I didn’t even remember how much I paid for the damn thing until just now when I fired up my eBay account and looked.$20? For two songs? I don’t know who to be madder at, the seller or me for being dumb enough to make the purchase in the first place. Probably me, but seriously, I got the disc, opened the envelope and was just stoked on the fact that it was Fu Manchu songs I didn’t already own. Price wasn’t even a factor. Not even a little bit.

This wouldn’t be a problem if I, you know, had money, but I don’t. I just have collector’s impulse, and the longer I live with it, the more I wonder how come no one’s developed a pill for it yet. Seriously. We live in the age of Restless Leg Syndrome — a completely fabricated “disorder” — and I’m supposed to believe they wouldn’t market medication to people who spend money irresponsibly? Come on.
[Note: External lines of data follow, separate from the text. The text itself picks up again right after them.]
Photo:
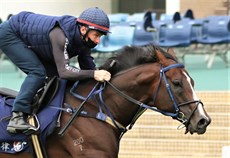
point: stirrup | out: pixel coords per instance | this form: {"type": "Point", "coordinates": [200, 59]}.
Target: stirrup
{"type": "Point", "coordinates": [33, 120]}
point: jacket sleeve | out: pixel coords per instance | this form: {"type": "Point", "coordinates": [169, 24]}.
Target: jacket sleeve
{"type": "Point", "coordinates": [61, 57]}
{"type": "Point", "coordinates": [86, 61]}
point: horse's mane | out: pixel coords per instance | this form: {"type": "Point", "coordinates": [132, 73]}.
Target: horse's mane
{"type": "Point", "coordinates": [131, 56]}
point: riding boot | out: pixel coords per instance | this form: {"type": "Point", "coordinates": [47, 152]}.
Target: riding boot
{"type": "Point", "coordinates": [18, 124]}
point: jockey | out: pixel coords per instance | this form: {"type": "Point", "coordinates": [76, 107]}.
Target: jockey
{"type": "Point", "coordinates": [41, 46]}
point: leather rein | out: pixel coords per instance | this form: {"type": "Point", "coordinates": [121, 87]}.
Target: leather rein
{"type": "Point", "coordinates": [177, 114]}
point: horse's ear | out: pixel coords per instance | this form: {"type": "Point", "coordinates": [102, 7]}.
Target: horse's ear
{"type": "Point", "coordinates": [170, 51]}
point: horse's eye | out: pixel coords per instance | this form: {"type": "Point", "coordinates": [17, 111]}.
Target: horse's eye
{"type": "Point", "coordinates": [176, 83]}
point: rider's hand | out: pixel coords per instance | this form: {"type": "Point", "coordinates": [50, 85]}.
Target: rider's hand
{"type": "Point", "coordinates": [102, 75]}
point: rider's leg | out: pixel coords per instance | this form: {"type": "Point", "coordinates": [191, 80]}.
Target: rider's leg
{"type": "Point", "coordinates": [23, 57]}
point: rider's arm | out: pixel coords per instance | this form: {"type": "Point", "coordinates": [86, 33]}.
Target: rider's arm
{"type": "Point", "coordinates": [59, 45]}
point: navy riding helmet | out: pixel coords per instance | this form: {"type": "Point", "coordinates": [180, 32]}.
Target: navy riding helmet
{"type": "Point", "coordinates": [95, 19]}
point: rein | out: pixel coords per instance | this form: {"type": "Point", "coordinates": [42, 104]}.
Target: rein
{"type": "Point", "coordinates": [178, 115]}
{"type": "Point", "coordinates": [142, 107]}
Fortunately for me, I think The Patient Mrs. has all but stopped paying attention entirely, which is undoubtedly for the best. And when I put the CD on earlier to check it out, I was pretty into the groove of “Planet of the Ape Hangers” (a title I can’t even think about without automatically adding “dot blogspot dot com” in my mind), which was a bonus track on the Japanese version of California Crossing, and “Breathing Fire,” which was on the Japanese and European versions of 1999’s King of the Road, but left off the American in favor of “Drive.” I don’t know if I was into each song $10 worth, but whatever. I didn’t need to be a grown up for anything this week anyway.